Prudential is another company Droga5 has worked with to communicate its purpose. Royer says it is among the work he is most proud of, because of the way it changed the category of financial services. His aunt even emailed him about the Day One films – which show people on their first day of retirement – telling him he should be making work like that without realising he actually had.
Droga5’s work for Newcastle Brown Ale is another example of creative that pushes back against its category, with its witty and irreverent brand voice in social media. “I love the fact that Newcastle Brown wants to poke beer marketing in the eye, because beer marketing is so shit, and it treats most men like idiots. We like being a smarter voice.”
This description sums Royer up pretty well, too. A friendly bloke with a good sense of humour, mixed with a healthy dollop of cynicism and quite a few swear words. He likens his enthusiasm for history to [British TV series] Peep Show’s character Mark Corrigan. But Royer is really nothing like this cult comic character – who certainly wouldn’t have taken acid before going to hospital in Argentina following a snowboarding accident, as Royer once did.
Droga5 has fostered a culture that “is really generous”, says Royer. “People will help you and we’ve got each other’s backs.” Long working hours mean that hiring staff who are “smart, funny and nice” is essential, he says. “We are good at calling out dickheads and, when they do come here, they get rejected pretty quickly, like a bad body part.”
Royer admits he is nervous about the agency’s move in April to a bigger office space in the financial district of Manhattan, to accommodate its growing staff of more than 250. “We pride ourselves on being really quick to react to something and being a bit scrappy. This [current] building has that – it looks like it has been duct-taped together. In the new sleek office, I wonder if that is going to change.”

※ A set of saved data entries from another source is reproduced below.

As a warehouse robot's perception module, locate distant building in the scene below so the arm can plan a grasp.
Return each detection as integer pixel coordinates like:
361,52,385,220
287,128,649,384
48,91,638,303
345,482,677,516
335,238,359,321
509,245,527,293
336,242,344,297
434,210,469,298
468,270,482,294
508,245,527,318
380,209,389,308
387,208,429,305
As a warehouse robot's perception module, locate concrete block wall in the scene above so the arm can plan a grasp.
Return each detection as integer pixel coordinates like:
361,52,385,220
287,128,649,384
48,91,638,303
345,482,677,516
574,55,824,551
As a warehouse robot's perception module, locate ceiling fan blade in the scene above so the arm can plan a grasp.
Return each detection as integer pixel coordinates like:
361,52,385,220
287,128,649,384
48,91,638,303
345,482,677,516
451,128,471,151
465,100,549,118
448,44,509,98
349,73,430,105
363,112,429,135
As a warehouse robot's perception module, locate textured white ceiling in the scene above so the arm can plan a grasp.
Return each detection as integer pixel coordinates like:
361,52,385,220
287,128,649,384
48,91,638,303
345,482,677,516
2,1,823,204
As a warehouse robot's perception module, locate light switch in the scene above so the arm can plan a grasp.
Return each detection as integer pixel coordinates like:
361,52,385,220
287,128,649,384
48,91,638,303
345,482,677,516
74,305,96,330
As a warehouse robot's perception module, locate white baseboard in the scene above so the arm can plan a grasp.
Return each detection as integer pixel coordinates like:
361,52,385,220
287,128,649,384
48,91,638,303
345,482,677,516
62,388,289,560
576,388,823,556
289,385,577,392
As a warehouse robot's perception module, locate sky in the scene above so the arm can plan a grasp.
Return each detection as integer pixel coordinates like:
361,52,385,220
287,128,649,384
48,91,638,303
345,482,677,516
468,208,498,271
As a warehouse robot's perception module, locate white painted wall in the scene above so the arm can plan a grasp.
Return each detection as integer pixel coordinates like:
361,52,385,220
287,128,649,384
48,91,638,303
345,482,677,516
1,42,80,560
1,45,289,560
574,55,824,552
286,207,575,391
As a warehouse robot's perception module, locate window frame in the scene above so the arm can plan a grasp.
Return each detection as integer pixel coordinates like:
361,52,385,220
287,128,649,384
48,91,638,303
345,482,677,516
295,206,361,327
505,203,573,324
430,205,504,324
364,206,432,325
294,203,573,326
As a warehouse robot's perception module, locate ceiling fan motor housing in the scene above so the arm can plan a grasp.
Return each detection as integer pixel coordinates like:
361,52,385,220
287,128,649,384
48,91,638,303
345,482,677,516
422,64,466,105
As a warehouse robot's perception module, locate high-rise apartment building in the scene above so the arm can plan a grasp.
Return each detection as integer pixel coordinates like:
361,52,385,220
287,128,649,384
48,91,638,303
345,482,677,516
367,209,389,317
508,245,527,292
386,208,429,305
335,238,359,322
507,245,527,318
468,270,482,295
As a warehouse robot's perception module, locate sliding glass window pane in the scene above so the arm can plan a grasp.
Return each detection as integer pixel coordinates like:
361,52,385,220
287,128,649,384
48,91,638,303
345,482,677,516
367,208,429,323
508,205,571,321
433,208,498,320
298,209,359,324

While Royer is attached to the agency’s NoHo neighbourhood, he says he does not think Droga5’s culture is necessarily grounded in New York. The agency, which also has a Sydney office, opened the doors of its first London shop last year. “We have such great, talented people over there [London], they are going to thrive,” he says.

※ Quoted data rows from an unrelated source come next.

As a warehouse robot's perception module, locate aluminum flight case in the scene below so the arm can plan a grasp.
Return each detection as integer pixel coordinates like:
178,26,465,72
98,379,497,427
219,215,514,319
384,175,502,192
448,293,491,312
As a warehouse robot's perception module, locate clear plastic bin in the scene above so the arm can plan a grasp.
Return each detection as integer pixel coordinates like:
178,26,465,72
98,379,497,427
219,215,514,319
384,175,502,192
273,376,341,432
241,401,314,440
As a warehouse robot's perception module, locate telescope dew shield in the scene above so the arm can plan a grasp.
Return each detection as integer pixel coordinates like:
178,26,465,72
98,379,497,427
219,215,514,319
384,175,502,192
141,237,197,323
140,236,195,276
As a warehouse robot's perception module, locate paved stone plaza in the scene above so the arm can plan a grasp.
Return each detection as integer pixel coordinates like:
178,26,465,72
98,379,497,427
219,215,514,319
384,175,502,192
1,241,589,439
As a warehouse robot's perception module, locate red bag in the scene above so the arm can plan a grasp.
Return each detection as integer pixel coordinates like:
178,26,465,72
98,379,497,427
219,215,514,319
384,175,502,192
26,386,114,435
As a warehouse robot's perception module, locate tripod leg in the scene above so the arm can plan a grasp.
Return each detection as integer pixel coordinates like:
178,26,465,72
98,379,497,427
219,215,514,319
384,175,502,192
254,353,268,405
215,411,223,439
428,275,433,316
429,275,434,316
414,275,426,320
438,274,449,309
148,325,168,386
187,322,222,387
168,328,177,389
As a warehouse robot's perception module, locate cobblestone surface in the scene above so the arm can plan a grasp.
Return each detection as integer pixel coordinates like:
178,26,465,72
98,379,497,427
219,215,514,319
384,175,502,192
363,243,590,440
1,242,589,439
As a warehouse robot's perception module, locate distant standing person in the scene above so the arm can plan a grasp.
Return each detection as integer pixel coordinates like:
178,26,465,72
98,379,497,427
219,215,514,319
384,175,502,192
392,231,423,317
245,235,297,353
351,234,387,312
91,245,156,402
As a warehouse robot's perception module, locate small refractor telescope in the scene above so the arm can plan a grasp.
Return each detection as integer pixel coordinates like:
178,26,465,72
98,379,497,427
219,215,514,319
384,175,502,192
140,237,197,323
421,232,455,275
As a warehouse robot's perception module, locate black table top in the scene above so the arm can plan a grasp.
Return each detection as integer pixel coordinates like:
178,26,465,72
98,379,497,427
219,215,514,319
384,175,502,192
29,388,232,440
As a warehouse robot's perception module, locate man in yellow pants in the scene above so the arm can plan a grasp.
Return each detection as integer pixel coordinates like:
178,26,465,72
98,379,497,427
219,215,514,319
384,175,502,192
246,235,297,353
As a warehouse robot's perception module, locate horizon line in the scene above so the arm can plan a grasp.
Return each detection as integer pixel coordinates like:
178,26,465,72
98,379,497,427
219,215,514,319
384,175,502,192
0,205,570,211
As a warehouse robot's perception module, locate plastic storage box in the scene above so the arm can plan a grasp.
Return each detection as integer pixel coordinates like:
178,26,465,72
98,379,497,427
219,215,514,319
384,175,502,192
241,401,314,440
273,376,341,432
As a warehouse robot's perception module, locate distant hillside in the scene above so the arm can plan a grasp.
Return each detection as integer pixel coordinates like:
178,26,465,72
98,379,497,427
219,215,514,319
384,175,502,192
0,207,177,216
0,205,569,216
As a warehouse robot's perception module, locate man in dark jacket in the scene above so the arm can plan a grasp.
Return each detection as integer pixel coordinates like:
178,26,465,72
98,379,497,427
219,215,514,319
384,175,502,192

Working for an Australian and being engaged to an Australian, Royer, who loves the country, sees himself one day living there again. “I hope to always be involved with this company in some form.” But, for now, he is enjoying life in Brooklyn, where he lives with his wife, 18-month-old son and two dogs. “I love pottering around the house and I am all about the play-date these days.” Like the slogan from Droga5’s Hennessey advert, ‘The man who couldn’t slow down,’ Royer is certainly firing on all cylinders – even if he is lazy.